Ils font du hip hop,
sur des airs de rap que je n'écoute pas et que je ne comprends pas.
Ils s'appellent Kader, Med, Mo, Bachir, Fabien,
C'est de la racaille, de la vraie, celle qui vient des quartiers sensibles et qui a atterri dans une institution catho, au beau milieu du 16eme arrondissement, parce que leurs parents n'arrivaient plus ou suite à une demande des services sociaux.
Choc des cultures.
Ils font du hip hop entre leurs heures de cours et ils le font bien.
Ils apprennent au jour le jour à redevenir des gens bien, à cracher le manque d'amour et le manque de soutien.
Ils s'appellent Kader, Med, Mo, Bachir et Fabien et après avoir fait leur set de hip hop parce que toi tu le veux bien, ils te disent "Merci Madame" et ils te serrent la main.

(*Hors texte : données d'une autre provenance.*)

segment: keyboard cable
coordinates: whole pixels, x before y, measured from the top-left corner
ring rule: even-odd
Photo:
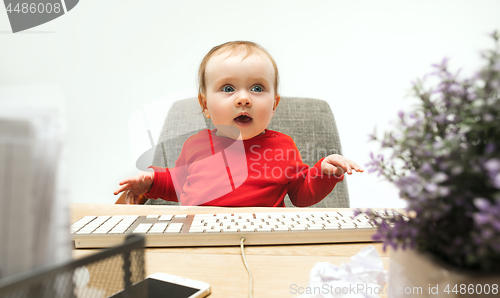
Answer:
[[[245,241],[245,237],[242,237],[241,240],[240,240],[241,256],[243,257],[243,264],[245,264],[245,268],[247,269],[248,277],[249,277],[249,280],[248,280],[248,297],[252,298],[252,283],[253,283],[253,279],[252,279],[252,272],[248,268],[247,259],[245,258],[245,251],[243,250],[243,248],[244,248],[243,247],[243,242],[244,241]]]

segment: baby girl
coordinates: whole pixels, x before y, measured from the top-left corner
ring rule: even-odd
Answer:
[[[214,47],[200,65],[198,100],[216,128],[191,136],[175,167],[151,167],[121,181],[114,194],[127,191],[132,202],[145,194],[182,205],[284,207],[288,193],[305,207],[325,198],[345,172],[363,172],[338,154],[309,167],[291,137],[266,129],[281,99],[278,78],[271,55],[253,42]]]

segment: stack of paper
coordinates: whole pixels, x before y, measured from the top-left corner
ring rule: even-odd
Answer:
[[[0,109],[0,278],[71,257],[61,122]]]

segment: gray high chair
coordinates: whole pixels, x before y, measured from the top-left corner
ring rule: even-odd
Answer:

Et 300 mètres plus loin...
Ils ont un Ipod,
greffé au milieu de leur main et répondent aux questions, oreillettes enfoncées sans éteindre le son,
Ils ont des pantalons et des vestons griffés Diesel, Eden Park et Calvin Klein
Ils s'appellent Astrid, Paul, Edouard, Claire et Augustin
Ils restent des heures devant leur lycée ou aux abords des cafés, à occuper la totalité du trottoir, à parler fort, à fumer, à se demander dans quelle boite ils vont aller vendredi soir.

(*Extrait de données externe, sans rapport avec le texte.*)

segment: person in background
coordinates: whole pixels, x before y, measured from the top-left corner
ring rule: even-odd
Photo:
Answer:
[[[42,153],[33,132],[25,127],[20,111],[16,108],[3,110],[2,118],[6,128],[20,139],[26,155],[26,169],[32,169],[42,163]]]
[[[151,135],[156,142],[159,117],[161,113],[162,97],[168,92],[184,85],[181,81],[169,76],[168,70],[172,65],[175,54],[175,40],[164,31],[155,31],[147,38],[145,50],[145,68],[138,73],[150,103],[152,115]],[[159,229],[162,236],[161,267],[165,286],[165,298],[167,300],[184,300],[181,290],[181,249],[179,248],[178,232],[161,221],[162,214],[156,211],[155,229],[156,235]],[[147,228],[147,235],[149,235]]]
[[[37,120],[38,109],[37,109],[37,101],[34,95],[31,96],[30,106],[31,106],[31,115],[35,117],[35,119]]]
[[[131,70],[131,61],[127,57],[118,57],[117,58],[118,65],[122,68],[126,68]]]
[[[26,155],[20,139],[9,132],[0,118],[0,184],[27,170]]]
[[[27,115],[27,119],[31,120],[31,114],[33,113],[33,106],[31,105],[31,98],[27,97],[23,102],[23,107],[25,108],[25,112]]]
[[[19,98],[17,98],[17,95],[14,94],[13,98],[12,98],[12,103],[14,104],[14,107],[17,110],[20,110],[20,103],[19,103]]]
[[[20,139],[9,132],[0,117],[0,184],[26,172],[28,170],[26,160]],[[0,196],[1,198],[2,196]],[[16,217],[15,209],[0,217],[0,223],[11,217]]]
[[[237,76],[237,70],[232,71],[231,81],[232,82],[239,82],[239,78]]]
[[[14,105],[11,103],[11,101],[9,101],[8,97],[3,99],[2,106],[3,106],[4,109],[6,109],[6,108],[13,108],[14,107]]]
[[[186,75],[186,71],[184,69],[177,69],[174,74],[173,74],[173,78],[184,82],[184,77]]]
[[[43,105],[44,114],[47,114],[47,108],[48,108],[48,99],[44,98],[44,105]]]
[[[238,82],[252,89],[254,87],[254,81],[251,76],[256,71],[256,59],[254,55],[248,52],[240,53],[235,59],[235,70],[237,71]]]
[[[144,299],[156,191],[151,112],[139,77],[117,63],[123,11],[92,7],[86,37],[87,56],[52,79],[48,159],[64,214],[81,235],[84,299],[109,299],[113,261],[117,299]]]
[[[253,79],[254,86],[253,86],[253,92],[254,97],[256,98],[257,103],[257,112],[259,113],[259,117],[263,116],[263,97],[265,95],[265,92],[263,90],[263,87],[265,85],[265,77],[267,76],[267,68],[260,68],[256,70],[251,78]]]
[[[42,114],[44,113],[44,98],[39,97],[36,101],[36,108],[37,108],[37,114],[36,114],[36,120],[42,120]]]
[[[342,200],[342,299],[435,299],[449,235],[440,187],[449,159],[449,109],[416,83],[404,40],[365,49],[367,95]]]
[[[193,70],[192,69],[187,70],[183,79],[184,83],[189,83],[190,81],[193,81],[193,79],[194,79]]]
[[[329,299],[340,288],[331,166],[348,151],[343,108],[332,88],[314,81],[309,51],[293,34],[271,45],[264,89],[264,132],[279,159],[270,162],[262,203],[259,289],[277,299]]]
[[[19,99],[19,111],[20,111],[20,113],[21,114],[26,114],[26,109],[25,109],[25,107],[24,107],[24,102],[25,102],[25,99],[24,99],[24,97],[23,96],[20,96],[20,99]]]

Et quand toi tu essaies de passer, que tu demandes pardon et même s'il vous plait, ils se contentent de t'ignorer.
Au mieux ils déplaceront une épaule en t'écrasant le pied...
8 commentaires:
Oui d'accord...
Mais c'est un peu catégorique non???
Si c'était si simple...
J'ai travaillé des années avec les premiers et n'aurais eu que peu de plaisir avec les seconds... C'est clair!!!
Mais la violence n'est pas toujours "sublimée"... parfois elle est directe et tranchante. J'y ai eu droit, dans ma classe. Comme on en parle peu dans les médias (oui beaucoup de choses sont tues)... on idéalise beaucoup!
Je trouve que c'est un peu vite généralisé, non ?
Je travaille avec les premiers et j'aime ça... Même si parfois, ils me fatiguent ^^
Je ne connais pas les 2 donc je ne peux rien dire! Juste que ton texte est bien écrit quand même :-)
Alors, alors... :-)))
@ Chrys et Papotinette: Je me doutais que ce billet créerait des turbulences ;-)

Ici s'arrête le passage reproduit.